Futsal was started in Montevideo, Uruguay, in 1930 when Juan Carlos Ceriani created a version of football for competition in YMCAs. In Brazil, this version developed on the streets of Sao Paulo, and eventually a rule book was published. The sport began to spread across South America, and its popularity ensured that a governing body was formed under the name of FIFUSA (Federación Internacional de Fútbol de Salón) in 1971, along with the World Championships. The first FIFUSA World Championships were held in São Paulo, with hosts Brazil crowned champions ahead of Paraguay and Uruguay. Even more countries participated in the second World Championships held in Madrid in 1985. Due to a dispute between FIFA and FIFUSA over the administration of fútbol, FIFUSA coined the word fut-sal in 1985.
Futsal is the official five-a-side indoorfootball game and the only indoor football recognized by FIFA. Futsal is beginning to take countrties by storm as more and more football players, coaches, clubs discover the unique and positive qualities of Futsal. It is a game played around the world, many of today's top players began their youth football by playing Futsal. The Brazilians attribute their world football success to Futsal. Pele, Zico, Socrates, Ronaldo, Kaka and Ronaldinho grew up playing Futsal and credit Futsal with developing their skills.
Futsal is a small-sided game (5v5 including the goalkeepers) played on a small field roughly the size of a basketball court. The official ball is a special low bounce ball that is smaller than an official size 5 football ball. The ball forces a player to use their skill rather than the ball's bounce to propel it. It is a complete skill game. Futsal develops the overall fundamentals of football more effectively. It has been proven that youth players develop quicker reflexes, faster thinking and pinpoint passing and is a superior game in terms of establishing players' touch and technique.
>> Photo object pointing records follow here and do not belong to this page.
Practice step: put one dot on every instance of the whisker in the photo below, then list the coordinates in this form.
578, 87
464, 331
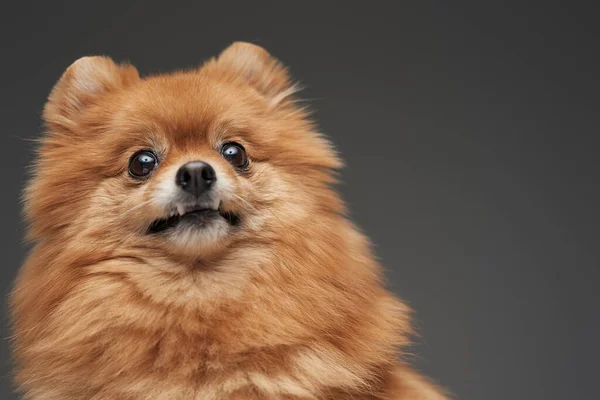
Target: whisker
257, 210
136, 207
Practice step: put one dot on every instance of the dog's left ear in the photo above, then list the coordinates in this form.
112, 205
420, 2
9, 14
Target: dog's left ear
260, 70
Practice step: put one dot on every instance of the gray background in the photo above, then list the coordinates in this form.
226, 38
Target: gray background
470, 131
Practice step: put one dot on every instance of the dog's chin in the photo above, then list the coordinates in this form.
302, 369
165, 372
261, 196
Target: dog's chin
195, 231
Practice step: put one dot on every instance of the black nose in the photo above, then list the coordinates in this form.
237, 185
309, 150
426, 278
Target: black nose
195, 177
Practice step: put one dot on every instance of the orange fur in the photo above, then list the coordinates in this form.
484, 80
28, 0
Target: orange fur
287, 306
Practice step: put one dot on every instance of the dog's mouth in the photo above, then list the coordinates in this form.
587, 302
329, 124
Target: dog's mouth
192, 216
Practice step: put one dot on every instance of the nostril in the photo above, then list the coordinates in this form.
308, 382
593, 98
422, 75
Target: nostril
183, 177
195, 177
208, 174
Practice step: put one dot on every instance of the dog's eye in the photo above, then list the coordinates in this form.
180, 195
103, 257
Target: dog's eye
235, 154
142, 163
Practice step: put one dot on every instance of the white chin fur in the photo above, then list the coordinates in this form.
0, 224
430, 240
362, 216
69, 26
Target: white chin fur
199, 239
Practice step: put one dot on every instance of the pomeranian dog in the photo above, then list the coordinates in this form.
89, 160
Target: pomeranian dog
189, 244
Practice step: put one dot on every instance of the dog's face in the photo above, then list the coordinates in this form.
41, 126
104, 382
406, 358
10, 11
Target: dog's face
192, 163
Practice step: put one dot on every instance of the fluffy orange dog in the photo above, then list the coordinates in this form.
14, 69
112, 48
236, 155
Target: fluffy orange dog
189, 245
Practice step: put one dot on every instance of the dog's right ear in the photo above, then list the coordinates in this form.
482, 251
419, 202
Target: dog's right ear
81, 84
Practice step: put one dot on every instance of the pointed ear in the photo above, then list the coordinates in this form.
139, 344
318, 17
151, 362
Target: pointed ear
260, 70
81, 84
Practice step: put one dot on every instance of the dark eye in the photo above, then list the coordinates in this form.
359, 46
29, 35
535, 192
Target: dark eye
235, 154
142, 163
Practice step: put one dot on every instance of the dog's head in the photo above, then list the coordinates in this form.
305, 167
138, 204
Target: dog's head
190, 163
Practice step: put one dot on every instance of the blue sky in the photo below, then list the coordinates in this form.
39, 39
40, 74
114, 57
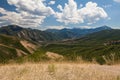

Futsal has become the standard alone for indoor football played world wide. With the smaller playing field and reduced team size, each player has more involvement in the game and touches on the ball. The reduced bounce ball ensures true roll and the need for a precise touch. Futsal requires the same control and strategy needed on the full-size outdoor fields. Futsal sharpens both your playing and mental skills which allow continual personal growth and development throughout the year.
Fun - Players enjoy the challenge of playing a fast paced skill oriented game that tests their abilities.
Safety - Futsal is much safer than outdoor and some other forms of indoor football. The rules of Futsal restrict physical play, and there are no walls to run into.
Ball Touches - According to a FIFA report, in an average 40-minute futsal contest an outfield player will touch the ball roughly every 29 seconds, or 80 touches. Now compare that to a 90-minute outdoor game where it’s only around 30-40 touches. That is more than double in just half the time.
Ball Control - With Futsal, the emphasis is clearly on control and technique. Without control and technique you cannot expect to succeed in Futsal. With limited space, boundary lines, and constant opponent pressure, improved ball control skills are required.
Speed of Play - With limited space and constant opponent pressure, players learn to play fast to survive.
Continuity of Play - Action is continuous so players are forced to continue play in support of their teammates.
Mandatory Support - With only 4 field players on the field and always needing the proper support positions offensively and defensively, a player will instinctively learn better spacing, passing and general tactics from playing Futsal. Players without the ball must move to space and must truly support their teammates.